Los medios informan
de que los británicos han reunido ya dos millones de firmas para solicitar la
repetición del referéndum sobre la Unión. Apenas han pasado dos días desde que
se celebró. O bien quienes firman habían votado No a Europa y han cambiado de
opinión, o votaron Sí y sueñan en una revancha imposible. En uno y otro caso lo
que se sobreentiende es una concepción “leve” del mecanismo referendario, como
si se tratara de un juego de ordenador, en el que basta clicar el botón “deshacer”
para recomenzar la partida desde cero.
Cuando se reclama
con tanto ímpetu el derecho a decidir, se debe aceptar también el peso que
tiene una decisión.

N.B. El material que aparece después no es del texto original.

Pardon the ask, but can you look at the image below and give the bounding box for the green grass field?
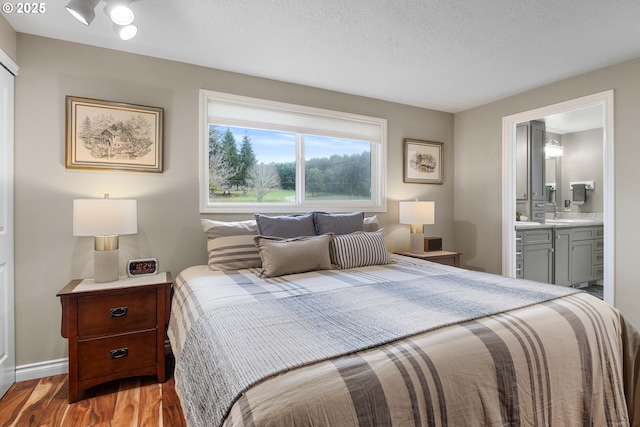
[209,190,368,203]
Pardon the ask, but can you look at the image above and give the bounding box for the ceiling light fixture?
[66,0,100,25]
[113,24,138,40]
[104,1,135,25]
[66,0,138,40]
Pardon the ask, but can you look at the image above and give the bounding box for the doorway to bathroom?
[502,91,615,304]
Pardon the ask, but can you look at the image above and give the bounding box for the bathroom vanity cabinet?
[516,225,604,286]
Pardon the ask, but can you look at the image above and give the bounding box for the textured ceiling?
[3,0,640,112]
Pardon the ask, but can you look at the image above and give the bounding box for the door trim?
[502,90,615,305]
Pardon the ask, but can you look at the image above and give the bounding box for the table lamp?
[400,200,436,254]
[73,194,138,283]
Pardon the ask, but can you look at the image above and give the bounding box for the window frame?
[199,89,387,213]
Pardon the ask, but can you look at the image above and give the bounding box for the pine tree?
[221,129,240,188]
[238,135,257,185]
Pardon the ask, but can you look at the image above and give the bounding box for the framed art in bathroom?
[403,138,444,184]
[65,96,164,173]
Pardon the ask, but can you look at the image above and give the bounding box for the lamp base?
[409,233,424,254]
[93,249,120,283]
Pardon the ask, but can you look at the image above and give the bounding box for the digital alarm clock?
[127,258,159,277]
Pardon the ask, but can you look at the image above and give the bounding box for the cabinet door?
[523,244,553,283]
[571,240,593,285]
[553,228,571,286]
[516,123,529,200]
[529,121,546,201]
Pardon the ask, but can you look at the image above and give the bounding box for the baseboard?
[16,357,69,382]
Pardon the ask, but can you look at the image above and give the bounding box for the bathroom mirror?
[544,157,562,203]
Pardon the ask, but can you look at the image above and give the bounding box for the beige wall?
[454,59,640,327]
[0,14,16,62]
[15,34,454,366]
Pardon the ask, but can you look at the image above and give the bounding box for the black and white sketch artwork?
[67,97,163,172]
[404,138,444,184]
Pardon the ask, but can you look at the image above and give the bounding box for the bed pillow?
[254,234,333,277]
[329,228,392,269]
[201,219,262,270]
[254,212,316,239]
[364,215,380,231]
[313,212,364,234]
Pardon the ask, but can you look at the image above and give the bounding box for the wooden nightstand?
[398,251,462,267]
[57,273,173,403]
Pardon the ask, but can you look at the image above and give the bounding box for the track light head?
[65,0,100,25]
[104,0,135,25]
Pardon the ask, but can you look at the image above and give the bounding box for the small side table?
[56,272,173,403]
[398,251,462,267]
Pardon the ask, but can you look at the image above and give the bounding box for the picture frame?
[65,95,164,173]
[403,138,444,184]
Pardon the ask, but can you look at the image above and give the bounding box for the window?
[200,90,386,213]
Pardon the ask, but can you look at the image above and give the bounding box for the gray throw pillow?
[201,219,261,270]
[313,212,364,234]
[254,212,316,239]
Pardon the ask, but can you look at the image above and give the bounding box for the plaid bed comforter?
[169,256,638,426]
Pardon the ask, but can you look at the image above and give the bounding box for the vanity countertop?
[516,218,604,230]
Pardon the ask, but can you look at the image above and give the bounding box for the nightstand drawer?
[78,289,157,338]
[78,329,157,381]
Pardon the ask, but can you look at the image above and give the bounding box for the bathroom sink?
[516,221,544,227]
[544,218,595,225]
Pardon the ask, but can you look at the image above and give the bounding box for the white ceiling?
[3,0,640,112]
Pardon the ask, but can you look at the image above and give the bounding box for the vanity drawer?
[78,329,157,381]
[593,227,604,239]
[523,228,553,245]
[593,237,604,251]
[571,227,593,241]
[78,289,157,339]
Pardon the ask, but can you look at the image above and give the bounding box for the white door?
[0,60,16,397]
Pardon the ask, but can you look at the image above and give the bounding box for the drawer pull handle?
[109,307,129,317]
[111,347,129,359]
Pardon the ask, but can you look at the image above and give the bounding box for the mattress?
[168,255,640,426]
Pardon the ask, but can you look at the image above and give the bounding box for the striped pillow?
[201,219,262,270]
[329,228,392,269]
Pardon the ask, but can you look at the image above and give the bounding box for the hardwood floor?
[0,375,187,427]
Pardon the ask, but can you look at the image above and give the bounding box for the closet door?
[0,58,16,397]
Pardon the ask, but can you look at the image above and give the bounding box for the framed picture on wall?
[65,96,164,173]
[404,138,444,184]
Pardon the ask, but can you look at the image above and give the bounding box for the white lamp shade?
[400,201,436,225]
[73,198,138,236]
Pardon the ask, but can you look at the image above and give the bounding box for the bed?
[168,216,640,427]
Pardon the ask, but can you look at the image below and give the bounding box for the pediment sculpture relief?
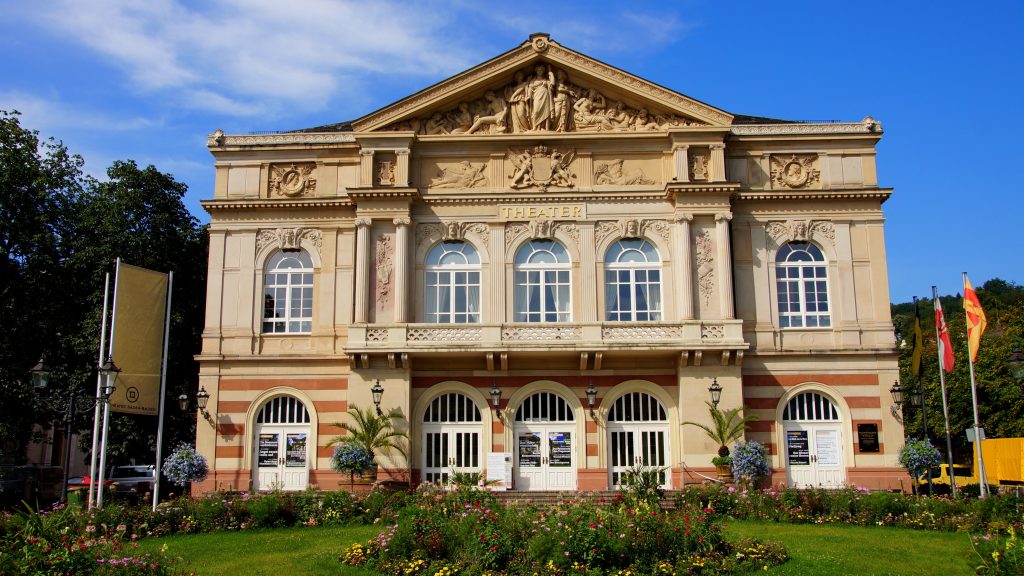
[430,160,487,188]
[384,64,707,135]
[771,154,821,189]
[594,160,654,186]
[270,162,316,198]
[505,145,575,192]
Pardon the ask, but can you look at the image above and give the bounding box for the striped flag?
[964,273,988,362]
[935,296,955,372]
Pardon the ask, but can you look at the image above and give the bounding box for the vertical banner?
[111,262,167,416]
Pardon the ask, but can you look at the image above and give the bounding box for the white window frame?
[261,250,313,334]
[513,240,572,323]
[604,238,664,322]
[775,242,833,330]
[423,241,482,324]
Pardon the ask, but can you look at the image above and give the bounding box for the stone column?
[672,145,690,182]
[676,212,693,320]
[393,216,412,322]
[354,216,373,324]
[708,143,725,182]
[715,212,735,320]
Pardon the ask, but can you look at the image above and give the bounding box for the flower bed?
[340,488,786,575]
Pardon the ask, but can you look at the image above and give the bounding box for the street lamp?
[370,379,384,416]
[584,381,597,420]
[708,376,722,410]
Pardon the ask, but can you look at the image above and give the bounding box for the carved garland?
[696,230,715,306]
[256,227,324,254]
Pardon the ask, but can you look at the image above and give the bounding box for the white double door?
[253,424,309,490]
[608,423,670,488]
[783,423,846,488]
[423,423,482,483]
[514,422,577,490]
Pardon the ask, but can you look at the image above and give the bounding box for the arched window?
[263,250,313,334]
[782,392,840,422]
[604,238,662,322]
[775,242,831,328]
[514,240,572,322]
[423,242,480,324]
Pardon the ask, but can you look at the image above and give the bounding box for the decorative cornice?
[206,130,355,148]
[730,116,882,136]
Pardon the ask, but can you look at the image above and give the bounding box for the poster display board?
[785,430,811,466]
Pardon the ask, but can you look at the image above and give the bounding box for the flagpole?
[153,271,174,511]
[950,272,988,498]
[932,286,954,498]
[86,273,111,510]
[96,257,121,509]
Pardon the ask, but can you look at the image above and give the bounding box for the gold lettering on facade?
[498,204,587,220]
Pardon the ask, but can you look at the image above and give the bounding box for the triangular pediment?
[352,34,732,135]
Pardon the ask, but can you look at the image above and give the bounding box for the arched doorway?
[608,392,671,488]
[782,392,846,488]
[253,396,309,490]
[514,392,577,490]
[422,393,483,482]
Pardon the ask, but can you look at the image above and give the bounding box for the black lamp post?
[370,379,384,416]
[584,382,597,420]
[708,376,722,410]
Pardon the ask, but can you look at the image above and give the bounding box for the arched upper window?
[604,238,662,322]
[775,242,831,328]
[263,250,313,334]
[782,392,840,422]
[514,240,572,322]
[423,242,480,324]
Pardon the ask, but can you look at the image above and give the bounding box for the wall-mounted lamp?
[584,381,597,420]
[488,382,502,418]
[370,379,384,416]
[96,355,121,401]
[708,376,722,410]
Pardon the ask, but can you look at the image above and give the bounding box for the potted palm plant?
[328,406,409,483]
[683,402,757,482]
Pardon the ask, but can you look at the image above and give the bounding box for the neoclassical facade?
[197,34,902,490]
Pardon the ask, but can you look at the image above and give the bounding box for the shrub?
[163,444,210,486]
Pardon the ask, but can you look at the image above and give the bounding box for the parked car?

La democracia no es el patio del recreo. Quizás el problema
es que nuestras mentalidades se han acostumbrado a un contexto “digital” de
decisiones y rectificaciones instantáneas en tiempo real, en tanto que nuestro
voto sigue siendo “analógico” y opera en una realidad dura, no moldeable y transformable
a voluntad. Una cuestión sobre la que meditar hoy, domingo de elecciones, para
no ejercer nuestro derecho inalienable a decidir movidos por un rapto de humor
o por los fantasmas de una inquietud premonitoria disipable en pocas horas.
Hubo un tiempo en
el que todos los parámetros de la realidad estaban nítidamente expuestos a nuestra
consideración: había un Este y un Oeste en guerra fría, lo que alimentaba una
tensión continua y una escalada de armamentos según las doctrinas de la deterrence. La deterrence se extendía en las democracias occidentales como la
nuestra, desde los principios geoestratégicos y a través de distintas
mediaciones, de un lado sobre los trabajadores, conscientes de que no podían
llevar demasiado lejos sus reivindicaciones; pero también, de otro lado, sobre
los patronos, sabedores de que la negociación era un protocolo obligado que era
necesario considerar y mantener para que el nivel de vida del asalariado en un
sistema capitalista “con rostro humano” siguiera siendo superior al del
asalariado de un postcapitalismo real. El juego de los equilibrios tenía lugar
sin red, pivotando a partir del número de cabezas atómicas que guardaban en sus
silos la parte y la contraparte contratantes. Todos éramos conscientes de lo
que nos jugábamos en cada envite.
Aquel mundo
dominado por el miedo a la bomba se ha desvanecido, pero la distensión, el
desarme, la globalización, la desregulación, el crecimiento exponencial de las
desigualdades y el rápido desmontaje del frágil paraguas del bienestar que nos
cobijaba, han activado mecanismos inesperados de desorden y de incoherencia en
la conducta de la ciudadanía de las sociedades avanzadas. A la "gravedad" con la que se examinaba cada nueva cuestión, cada nueva crisis, en un mundo abocado a una catástrofe nuclear si cualquiera de las líneas rojas era ignorada, ha sucedido una época de levedad insoportable. No estamos en el fin
de la historia, sino en la marcha acelerada hacia un nuevo desorden mundial.